Yesterday it was back to the Pittsburgh International Airport for the flight back to Denver. Since we got a few shots from Pittsburgh to Morgantown on the way in, seems only fitting to get a few on the way back. As always, click the photo to see a larger version.
WVDOT loves big highway shields!
Mismatched Interstate shields. The I-68 has a big number font and no state name, while the I-79 uses a thinner, smaller font and includes the state name.
Driving west on I-68, approaching the end of the highway where you can go either north or south onto I-79.
There is no END Interstate 68 sign, but this is it! West end of 68.
Now we are northbound on I-79. That change in pavement is where WVDOT maintenance ends and PaDOT takes over...in other words the state line. This is also the Mason-Dixon Line that demarcates the borders between southern Pennsylvania and West Virginia; Pennsylvania and Maryland; and where it turns southward, the border between Maryland and Delaware. The defining of the line also finally settled for good the issue of dispute in Cresap's War, a shooting war in the early 1700s between Maryland and Pennsylvania.
I also call this picture, "Welcome to Pennsylvania, Land of Lots O' Signs".
Buckle up for safety!
Slow down partner! PA maximum speed limit is 65, instead of the 70 we could legally travel in West Virginia.
Finally! Pennsylvania sees fit to welcome me a few hundred feet into the state.
Nearing Washington, PA, we see where we will join I-70 for a short duplex of the two highways through town.
Clearview font in view.
La la la...just drivin' along.
Told you we were on a duplexed stretch of road! So there!
Interesting coincidence...Exit 19 is US Highway 19.
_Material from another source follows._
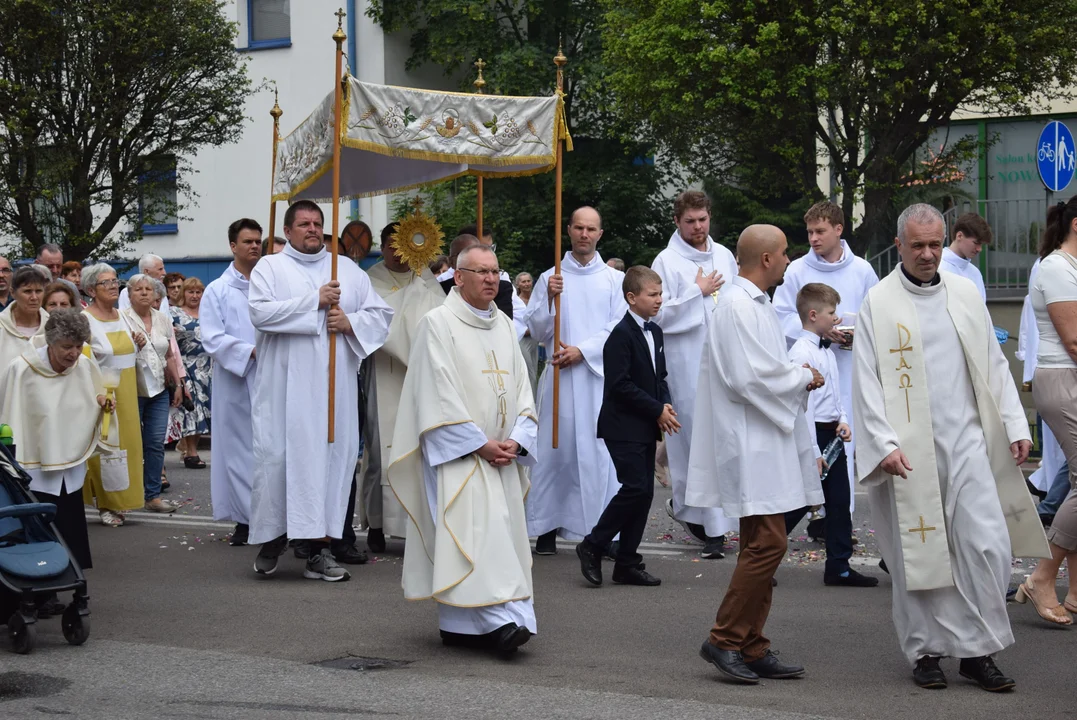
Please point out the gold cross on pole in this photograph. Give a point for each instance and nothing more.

End of the duplex. I was tempted to keep going on I-70 on to Denver, but alas, I had a rental car that had to be returned to the good folks at Thrifty at Pittsburgh International. Oh well! Onto the ramp we go to continue up I-79 North.
Wow, I didn't know I was this close to Houston! The other town mentioned on this sign, Eighty Four, PA is famous as the namesake of 84 Lumber.